[cpp-threads] Update on N2889/N2880/N2901

Boehm, Hans hans.boehm at hp.com
Mon Jun 22 23:47:01 BST 2009


> > - Thread locals need destructors in C and C++ (and not in Java) 
> > because there's no GC.
> 
> Interjection: This may have merit, but I do want to push back 
> on this in principle. C++ destructors are much more powerful 
> than Java finalizers. Destructors correspond directly to the 
> Java dispose idiom, not to finalizers. Finalizers are 
> different, and the code you can safely write inside 
> finalizers is much more restrictive (e.g., in which other 
> objects are still valid to access) than what you can write in 
> a destructor.

[We've had the first part of this discussion before, but ...]
I think this is a red herring.  We're picking on Java design flaws that are clearly avoidable.  Java finalizers indeed have issues with finalization order, but there is no reason to copy that design, and there are several ways to avoid those problems anyway, e.g. use java.lang.ref instead.  And in my opinion, Modula 3 got this part right many years earlier.

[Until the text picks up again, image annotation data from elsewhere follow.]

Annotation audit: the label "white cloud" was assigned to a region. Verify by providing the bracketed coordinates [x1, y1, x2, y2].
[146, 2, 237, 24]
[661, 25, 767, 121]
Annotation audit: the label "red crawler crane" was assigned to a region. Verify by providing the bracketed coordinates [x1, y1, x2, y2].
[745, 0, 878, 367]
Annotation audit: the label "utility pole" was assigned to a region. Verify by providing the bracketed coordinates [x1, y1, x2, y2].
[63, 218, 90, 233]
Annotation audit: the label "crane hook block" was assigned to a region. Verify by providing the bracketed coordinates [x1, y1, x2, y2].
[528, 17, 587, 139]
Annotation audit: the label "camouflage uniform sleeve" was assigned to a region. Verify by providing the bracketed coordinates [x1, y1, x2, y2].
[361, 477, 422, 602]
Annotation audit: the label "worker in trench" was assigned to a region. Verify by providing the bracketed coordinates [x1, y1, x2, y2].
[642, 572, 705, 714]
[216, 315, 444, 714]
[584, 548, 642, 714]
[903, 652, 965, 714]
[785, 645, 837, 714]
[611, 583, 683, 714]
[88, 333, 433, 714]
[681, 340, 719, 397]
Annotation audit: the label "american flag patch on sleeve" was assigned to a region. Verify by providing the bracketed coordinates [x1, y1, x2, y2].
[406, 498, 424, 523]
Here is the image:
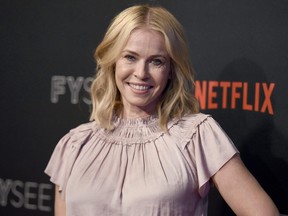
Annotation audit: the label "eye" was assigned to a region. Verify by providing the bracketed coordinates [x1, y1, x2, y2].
[151, 58, 164, 66]
[124, 55, 136, 62]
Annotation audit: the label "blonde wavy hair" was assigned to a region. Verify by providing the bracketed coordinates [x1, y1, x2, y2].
[90, 5, 199, 131]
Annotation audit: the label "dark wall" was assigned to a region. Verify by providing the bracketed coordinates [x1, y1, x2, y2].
[0, 0, 288, 216]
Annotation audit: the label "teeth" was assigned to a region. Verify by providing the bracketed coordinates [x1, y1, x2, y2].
[130, 83, 150, 90]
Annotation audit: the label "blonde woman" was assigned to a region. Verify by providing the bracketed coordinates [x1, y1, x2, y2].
[45, 5, 279, 216]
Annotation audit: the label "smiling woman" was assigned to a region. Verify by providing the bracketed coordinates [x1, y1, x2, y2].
[45, 5, 279, 216]
[115, 27, 170, 118]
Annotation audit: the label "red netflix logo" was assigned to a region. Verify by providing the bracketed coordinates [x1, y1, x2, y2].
[195, 80, 275, 115]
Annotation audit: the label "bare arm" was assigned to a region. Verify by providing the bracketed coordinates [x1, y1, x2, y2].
[54, 185, 66, 216]
[212, 155, 279, 216]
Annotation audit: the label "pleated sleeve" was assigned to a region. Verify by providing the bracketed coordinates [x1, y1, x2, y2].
[186, 116, 239, 197]
[44, 124, 91, 197]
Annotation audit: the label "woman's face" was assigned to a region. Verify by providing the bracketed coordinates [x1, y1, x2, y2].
[115, 28, 170, 118]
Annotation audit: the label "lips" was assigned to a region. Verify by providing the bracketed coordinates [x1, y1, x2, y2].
[128, 83, 153, 91]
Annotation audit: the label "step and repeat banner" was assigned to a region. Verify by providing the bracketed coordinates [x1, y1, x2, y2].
[0, 0, 288, 216]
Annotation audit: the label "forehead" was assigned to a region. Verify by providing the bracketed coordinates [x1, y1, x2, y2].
[124, 28, 167, 55]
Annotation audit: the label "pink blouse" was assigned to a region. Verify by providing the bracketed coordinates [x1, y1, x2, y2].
[45, 113, 238, 216]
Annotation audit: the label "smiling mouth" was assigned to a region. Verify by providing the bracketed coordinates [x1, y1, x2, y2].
[128, 83, 153, 91]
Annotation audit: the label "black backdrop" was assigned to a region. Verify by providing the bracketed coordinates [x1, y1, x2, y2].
[0, 0, 288, 216]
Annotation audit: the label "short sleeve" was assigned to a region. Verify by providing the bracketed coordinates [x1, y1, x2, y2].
[44, 122, 93, 197]
[187, 116, 239, 197]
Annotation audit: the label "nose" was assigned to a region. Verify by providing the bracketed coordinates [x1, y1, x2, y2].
[134, 62, 149, 80]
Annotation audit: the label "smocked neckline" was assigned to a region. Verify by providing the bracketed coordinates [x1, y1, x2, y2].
[112, 115, 159, 127]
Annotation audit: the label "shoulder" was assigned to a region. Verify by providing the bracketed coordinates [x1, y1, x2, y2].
[169, 113, 229, 147]
[168, 113, 214, 133]
[59, 122, 97, 147]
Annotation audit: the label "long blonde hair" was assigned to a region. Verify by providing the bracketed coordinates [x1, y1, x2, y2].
[90, 5, 199, 131]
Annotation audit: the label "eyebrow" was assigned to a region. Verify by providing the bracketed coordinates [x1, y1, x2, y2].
[122, 50, 170, 59]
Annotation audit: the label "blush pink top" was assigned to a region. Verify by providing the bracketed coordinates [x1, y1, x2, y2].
[45, 113, 238, 216]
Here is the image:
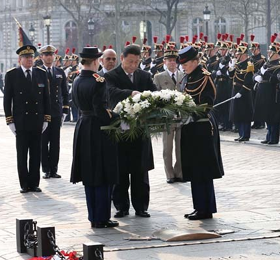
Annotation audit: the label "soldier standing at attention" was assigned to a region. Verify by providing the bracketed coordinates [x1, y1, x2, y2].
[40, 45, 69, 179]
[4, 45, 51, 193]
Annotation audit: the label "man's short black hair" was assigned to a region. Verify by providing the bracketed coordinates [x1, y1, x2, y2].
[123, 45, 141, 57]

These issues aside, I think destructors and finalizers are fundamentally incomparable.  Destructors have the big advantage that they run synchronously at predictable points.  They have the big disadvantage that they run synchronously at predictable points, and are thus prone to deadlocks, at least in the absence of something like transactional memory.

But in most cases, I think that neither of these is particularly relevant, since the resources associated with thread-locals are likely to be memory resources anyway, so GC would solve the problem.

Destructors for thread-local shared_ptrs would get us closer to that state.  But I think they already introduce most of the difficultites, since they can use allocators of bounded lifetime.

At least I think they can.  Shared_ptr has a constructor

template<class Y, class D, class A> shared_ptr(Y* p, D d, A a);

However, since the allocator type A is not part of the shared_ptr type, how does this work?  Assuming I construct one with a non-default allocator type but, say, no interesting allocator state a, how does shared_ptr know how to deallocate the reference count on destruction of the final pointer to an object?

This seems strange.  I'm either missing something, or we have another bug in the draft here.